Universal Challenge

A highly critical Universal Credit report was launched today by the think tank, The Resolution Foundation, Universal Challenge – Making a success of Universal Credit.

The body chaired by former conservative Minister David Willetts, with the director of policy being a former policy advisor to the Labour, Party Torsten Bell criticizes the policy direction that UC is heading.  The report written by David Finch, a Senior Economic Analyst who worked for 8 years at the DWP, assesses the impact that Universal Credit is having on the UK with some key recommendations about its focus.

The report sets out a three point plan for Secretary of State, the Rt Hon Stephen Crabb MP that is designed to both ‘ensure that UC will provide the support needed for families moving into and progressing in work in the future, and to make implementation as simple as possible’.

The report also calls on the new minister to ‘restate and reclaim the role of UC in supporting more people into work and then boosting earnings, rather than being a source of savings for the Treasury to meet fiscal targets’.  A similar call made by former Minster the Rt Hon Ian Duncan smith MP when criticising the treasury following his resignation.

Some of the key findings include:

  • 3 million working families entitled to support in the tax credit system will no longer be entitled to in work support leaving them £42 worse off on average;
  • a further 1.2m set to receive UC will be £41 per week worse off; and
  • 1.7m still in receipt of UC will be better off by an average of £38, in part due to the more generous treatment of housing costs; and
  • Only 200,000 families – a mix of those without children and couple parents – who are no longer entailed to UC at all will be overall better off following cuts to in-work support and boosts to income from the living wage and income tax cuts.

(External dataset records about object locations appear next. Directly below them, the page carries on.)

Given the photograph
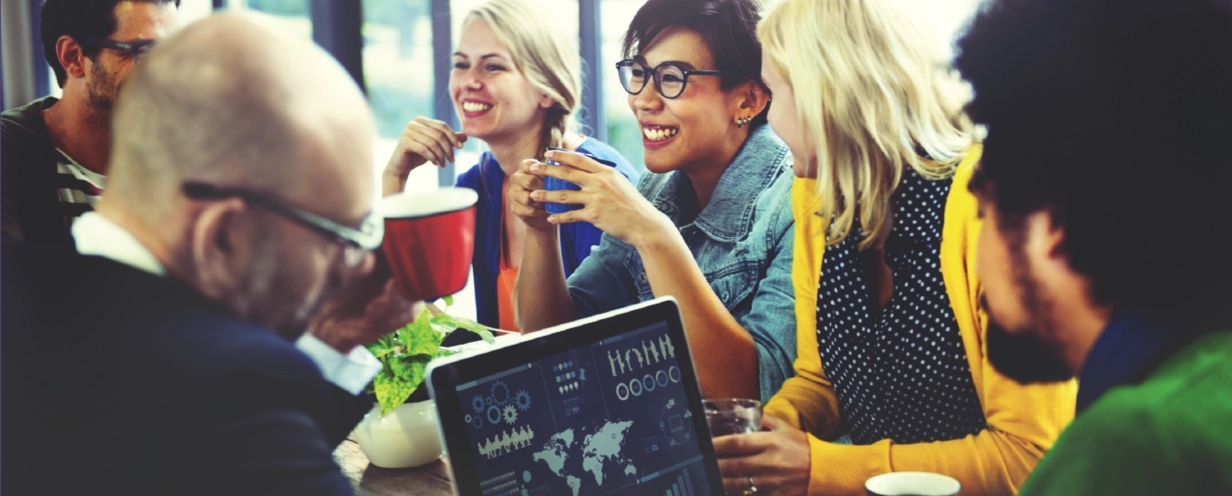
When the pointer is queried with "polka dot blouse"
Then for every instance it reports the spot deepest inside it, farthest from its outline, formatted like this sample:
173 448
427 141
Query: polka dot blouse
899 373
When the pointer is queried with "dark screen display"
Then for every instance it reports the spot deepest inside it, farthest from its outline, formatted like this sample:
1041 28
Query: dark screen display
609 419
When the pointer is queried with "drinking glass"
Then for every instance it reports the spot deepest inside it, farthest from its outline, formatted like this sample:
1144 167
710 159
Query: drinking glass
732 416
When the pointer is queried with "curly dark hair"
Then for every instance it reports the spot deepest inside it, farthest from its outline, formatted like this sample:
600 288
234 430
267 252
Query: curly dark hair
1114 117
78 19
727 27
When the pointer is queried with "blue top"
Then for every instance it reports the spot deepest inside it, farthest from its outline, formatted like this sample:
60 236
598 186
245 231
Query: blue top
1130 341
742 243
577 239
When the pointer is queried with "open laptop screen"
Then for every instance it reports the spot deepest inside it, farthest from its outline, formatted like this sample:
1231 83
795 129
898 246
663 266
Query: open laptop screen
609 417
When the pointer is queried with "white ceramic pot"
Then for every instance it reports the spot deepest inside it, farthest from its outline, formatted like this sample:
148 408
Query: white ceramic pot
404 437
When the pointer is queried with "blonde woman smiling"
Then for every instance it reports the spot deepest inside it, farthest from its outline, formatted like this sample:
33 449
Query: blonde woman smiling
515 85
887 304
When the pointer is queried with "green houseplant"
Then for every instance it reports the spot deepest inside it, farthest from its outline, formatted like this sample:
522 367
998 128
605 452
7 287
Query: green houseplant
404 355
401 431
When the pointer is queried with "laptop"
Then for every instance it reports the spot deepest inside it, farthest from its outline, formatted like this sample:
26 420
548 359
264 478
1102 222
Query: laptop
606 405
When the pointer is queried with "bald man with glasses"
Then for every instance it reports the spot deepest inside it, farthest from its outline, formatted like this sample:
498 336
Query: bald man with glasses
155 351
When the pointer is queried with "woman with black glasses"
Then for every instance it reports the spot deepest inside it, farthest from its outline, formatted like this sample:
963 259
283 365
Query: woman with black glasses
711 225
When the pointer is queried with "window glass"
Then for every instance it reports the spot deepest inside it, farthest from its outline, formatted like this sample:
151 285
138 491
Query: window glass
291 12
622 131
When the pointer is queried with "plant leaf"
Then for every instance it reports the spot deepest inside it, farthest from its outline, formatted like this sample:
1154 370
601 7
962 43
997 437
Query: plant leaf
392 392
420 337
479 329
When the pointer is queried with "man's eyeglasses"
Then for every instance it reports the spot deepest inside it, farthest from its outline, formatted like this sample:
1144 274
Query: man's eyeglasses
134 49
669 78
355 241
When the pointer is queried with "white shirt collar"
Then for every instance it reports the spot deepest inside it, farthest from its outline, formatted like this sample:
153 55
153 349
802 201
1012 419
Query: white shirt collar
97 235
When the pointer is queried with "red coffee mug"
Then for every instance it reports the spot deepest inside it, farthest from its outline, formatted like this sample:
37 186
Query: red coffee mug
429 240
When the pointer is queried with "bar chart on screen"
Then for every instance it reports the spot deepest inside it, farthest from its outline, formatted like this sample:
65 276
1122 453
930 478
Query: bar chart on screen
683 486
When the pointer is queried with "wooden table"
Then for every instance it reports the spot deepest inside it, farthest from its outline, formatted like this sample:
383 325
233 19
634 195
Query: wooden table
368 480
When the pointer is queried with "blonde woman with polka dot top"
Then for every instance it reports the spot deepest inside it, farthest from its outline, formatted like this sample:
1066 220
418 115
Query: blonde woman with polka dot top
892 373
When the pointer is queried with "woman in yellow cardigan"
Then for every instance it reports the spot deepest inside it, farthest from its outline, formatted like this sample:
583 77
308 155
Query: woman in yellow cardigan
886 292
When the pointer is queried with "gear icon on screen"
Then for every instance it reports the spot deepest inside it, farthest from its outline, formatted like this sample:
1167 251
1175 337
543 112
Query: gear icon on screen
522 399
499 393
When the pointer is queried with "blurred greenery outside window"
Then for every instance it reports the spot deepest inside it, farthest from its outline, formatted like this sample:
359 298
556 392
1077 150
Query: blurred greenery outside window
398 62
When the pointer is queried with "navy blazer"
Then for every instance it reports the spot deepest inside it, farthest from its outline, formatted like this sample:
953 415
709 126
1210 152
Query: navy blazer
116 380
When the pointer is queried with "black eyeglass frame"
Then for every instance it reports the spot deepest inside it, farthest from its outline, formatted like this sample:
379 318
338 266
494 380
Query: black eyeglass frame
134 49
654 75
367 236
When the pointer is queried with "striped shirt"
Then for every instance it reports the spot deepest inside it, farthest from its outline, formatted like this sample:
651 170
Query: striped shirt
77 187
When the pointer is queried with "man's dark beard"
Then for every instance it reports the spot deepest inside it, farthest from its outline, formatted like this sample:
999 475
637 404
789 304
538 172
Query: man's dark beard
1024 355
101 91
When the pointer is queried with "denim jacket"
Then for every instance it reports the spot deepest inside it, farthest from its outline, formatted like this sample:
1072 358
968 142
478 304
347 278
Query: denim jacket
742 243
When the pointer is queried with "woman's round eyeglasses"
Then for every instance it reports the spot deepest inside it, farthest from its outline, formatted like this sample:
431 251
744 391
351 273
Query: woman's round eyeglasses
669 78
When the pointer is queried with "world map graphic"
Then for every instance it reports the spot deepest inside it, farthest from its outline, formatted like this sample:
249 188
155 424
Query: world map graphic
600 451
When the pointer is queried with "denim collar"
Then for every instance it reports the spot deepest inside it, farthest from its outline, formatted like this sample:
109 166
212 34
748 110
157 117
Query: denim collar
728 216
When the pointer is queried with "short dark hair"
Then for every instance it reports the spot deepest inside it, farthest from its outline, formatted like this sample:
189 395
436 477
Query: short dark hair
78 19
1114 117
727 27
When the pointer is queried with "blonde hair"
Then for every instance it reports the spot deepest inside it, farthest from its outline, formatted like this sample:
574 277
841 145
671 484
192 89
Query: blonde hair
546 56
872 95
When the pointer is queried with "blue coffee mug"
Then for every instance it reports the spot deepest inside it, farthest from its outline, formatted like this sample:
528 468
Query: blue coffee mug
552 184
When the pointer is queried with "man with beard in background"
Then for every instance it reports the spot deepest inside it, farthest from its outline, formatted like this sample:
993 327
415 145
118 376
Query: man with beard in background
56 150
1108 252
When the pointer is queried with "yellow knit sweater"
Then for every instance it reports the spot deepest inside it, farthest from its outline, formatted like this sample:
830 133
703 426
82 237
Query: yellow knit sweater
1023 420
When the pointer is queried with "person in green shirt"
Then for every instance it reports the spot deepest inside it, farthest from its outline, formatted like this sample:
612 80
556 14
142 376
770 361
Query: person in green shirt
1108 252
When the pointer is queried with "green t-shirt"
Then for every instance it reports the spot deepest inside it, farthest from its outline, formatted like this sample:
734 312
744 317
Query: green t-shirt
1168 435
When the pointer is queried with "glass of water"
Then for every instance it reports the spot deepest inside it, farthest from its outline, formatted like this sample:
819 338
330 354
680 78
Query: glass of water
732 416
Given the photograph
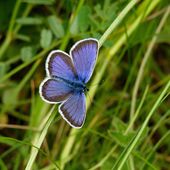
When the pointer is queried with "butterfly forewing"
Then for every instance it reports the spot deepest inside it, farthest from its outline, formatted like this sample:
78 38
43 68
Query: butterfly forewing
59 64
84 54
54 91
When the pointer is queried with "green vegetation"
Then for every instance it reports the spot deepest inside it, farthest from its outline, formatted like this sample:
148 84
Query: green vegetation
128 109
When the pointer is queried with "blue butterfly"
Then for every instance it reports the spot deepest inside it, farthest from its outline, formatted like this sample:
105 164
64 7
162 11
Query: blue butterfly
66 80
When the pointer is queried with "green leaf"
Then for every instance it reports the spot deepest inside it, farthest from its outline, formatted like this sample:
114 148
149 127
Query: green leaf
9 97
119 124
81 21
122 139
46 38
56 26
26 53
30 20
3 69
40 2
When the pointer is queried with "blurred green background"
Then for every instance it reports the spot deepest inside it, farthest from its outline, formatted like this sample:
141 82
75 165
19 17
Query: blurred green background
128 107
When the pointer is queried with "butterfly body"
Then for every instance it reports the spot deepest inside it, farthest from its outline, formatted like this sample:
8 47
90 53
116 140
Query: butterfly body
67 76
76 86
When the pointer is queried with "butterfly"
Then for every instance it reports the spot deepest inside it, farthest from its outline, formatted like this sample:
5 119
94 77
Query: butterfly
67 75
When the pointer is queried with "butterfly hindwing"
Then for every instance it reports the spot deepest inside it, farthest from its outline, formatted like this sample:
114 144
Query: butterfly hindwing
84 54
73 110
54 90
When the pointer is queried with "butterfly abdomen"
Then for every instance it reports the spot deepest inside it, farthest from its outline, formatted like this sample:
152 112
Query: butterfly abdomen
75 85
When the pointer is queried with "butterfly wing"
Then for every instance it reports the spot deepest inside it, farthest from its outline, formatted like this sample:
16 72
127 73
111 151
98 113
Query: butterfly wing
54 90
59 64
84 54
73 110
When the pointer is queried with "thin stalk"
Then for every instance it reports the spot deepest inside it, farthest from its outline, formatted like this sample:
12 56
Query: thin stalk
144 61
9 32
39 137
127 151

The report recommends that the Minister

  • Ensure that the incentives UC creates are focused on those most likely to respond and in most need of support. With the employment picture vastly improved over recent years and levels of worklessness in households dropping dramatically, UC must be refocused to meet the living standards challenge of the future rather than the past.
  • Embrace the challenge of tackling low pay and progression. Despite the welcome stride taken forward with the implementation of the National Living Wage, in-work poverty and low pay look set to remain key challenges in the coming years – UC must be ready to meet them.
  • Take the chance to reassess the way in which the UC system itself functions and the processes people must go through when making their claim. As currently designed, UC piles extra burdens on recipients, these could be eased. Making people’s lives more difficult may make them resistant to the change UC brings. Requiring recipients to provide complex information so the system can calculate entitlements risks creating errors and mistakes that could cause implementation to stumble.